Меня зовут Звезда, повторяла про себя Синь. Звезда, а не Солнце.
В темное время суток она заставила себя выглянуть из платка, посмотерть на далекие, ласковые, безопасные звезды, подарившие ей имя. Звездочки ясные — бинь синь. Сияющие точечки. Много-много-много. Не одна. Но каждая… Мысли путались — настолько она устала. Громада небес, и бессчетные звезды… Синь заползла обратно, внутрь. В платок, в мешковую спальню, Луису под бок. Тот спал бездвижным усталым сном. Синь машинально прислушивалась к его дыханию, тихому и ровному. Потом прижала к груди Алехо, стиснула в объятьях, вспоминая малыша Тирзы, который лежит в грязи. В комке грязи, внутри.
Вспомнила, как бежал сегодня по траве Алехо, под лучами солнца, визжа от радости. Синь тогда поторопилась загнать его в тень. Но ему очень нравилось солнце.
Луис говорил, что оставил свою астму на корабле, но мигрени продолжали его мучить. Здесь многие страдали от головной боли, от болей в пазухах. Возможно, причиной тому были частицы в воздухе — частицы грязи, пыльца растений, плоть и выделения планеты, ее дыхание. Долгими жаркими днями отлеживаясь от боли в своем платке, Луис размышлял о тайнах планеты, представлял себе, как она дышит, а он пьет ее дыханье, точно любовник, точно это дыхание Синь — принимая его, упиваясь им. Перерождаясь в него.
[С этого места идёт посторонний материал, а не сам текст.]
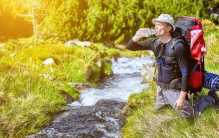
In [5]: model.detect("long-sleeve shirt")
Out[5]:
[127,39,189,91]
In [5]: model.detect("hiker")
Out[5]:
[126,14,215,117]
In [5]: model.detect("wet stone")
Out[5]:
[28,100,125,138]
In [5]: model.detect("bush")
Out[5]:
[40,0,205,43]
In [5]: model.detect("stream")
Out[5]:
[28,57,154,138]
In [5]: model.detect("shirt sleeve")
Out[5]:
[126,39,155,51]
[175,42,189,92]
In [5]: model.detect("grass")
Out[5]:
[122,20,219,138]
[0,38,145,138]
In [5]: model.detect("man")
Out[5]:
[127,14,214,117]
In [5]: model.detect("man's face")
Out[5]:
[154,22,171,37]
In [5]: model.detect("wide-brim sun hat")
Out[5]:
[152,14,176,31]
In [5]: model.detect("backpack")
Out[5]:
[173,16,206,93]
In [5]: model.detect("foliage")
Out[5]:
[41,0,207,43]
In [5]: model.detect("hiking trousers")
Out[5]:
[155,86,215,117]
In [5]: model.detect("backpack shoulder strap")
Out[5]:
[171,38,185,49]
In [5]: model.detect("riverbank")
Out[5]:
[122,20,219,138]
[0,38,146,138]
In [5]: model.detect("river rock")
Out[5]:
[43,58,55,65]
[65,39,91,47]
[27,100,125,138]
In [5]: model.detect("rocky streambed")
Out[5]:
[28,57,153,138]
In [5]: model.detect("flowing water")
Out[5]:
[28,57,153,138]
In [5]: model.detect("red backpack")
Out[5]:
[173,16,206,92]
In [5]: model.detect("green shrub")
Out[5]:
[40,0,205,43]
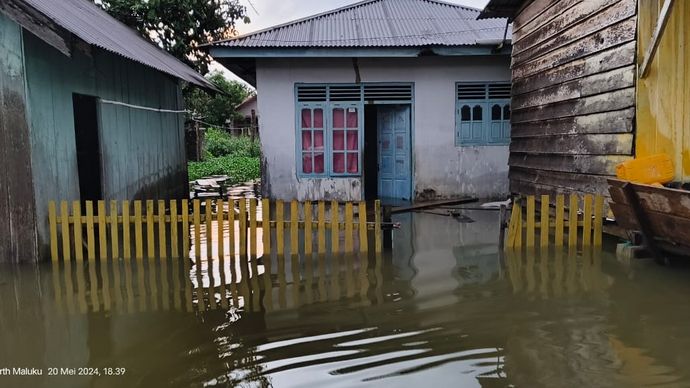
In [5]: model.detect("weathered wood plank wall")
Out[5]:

Казалось, что здесь, на склоне холма, в виду реки, но поодаль от берегов, самое лучшее место для поселения — в безопасном отдалении, чтобы дети ненароком не упали в этот могучий, глубокий, бешено несущийся поток воды. Рамдас измерил расстояние — получилось 1,7 километра. Те, кому приходилось носить воду, обнаружили для расстояния другие меры: одна целая и семь десятых километра — это очень далеко для тех, кто носит ведра. А ведра приходилось носить. Здесь не было труб в почве, или кранов в камнях. Если рядом нет ни труб, ни кранов, обнаруживаешь, что вода, оказывается, необходима — жизненно, безусловно необходима. Что за прелесть, что за чудо, что за благословение, благодать, недоступная ангелам! Открывается жажда: что за наслаждение — утолить ее! И вымыться — стать снова чистой, какой была прежде, не осыпанной песком и прахом, не липкой от пота, а чистой!
Синь возвращалась с полей вместе с отцом. Яо сутулился на ходу. Руки его почернели, потрескались, грязь въелась в кожу. А Синь вспоминала, как липла к рукам мягкая корабельная почва, когда она работал в гидропонных садах, как отчерчивала краешки ногтей и складки на костяшках — только покуда он работал, а потом стоило сполоснуть руки — и они снова чисты.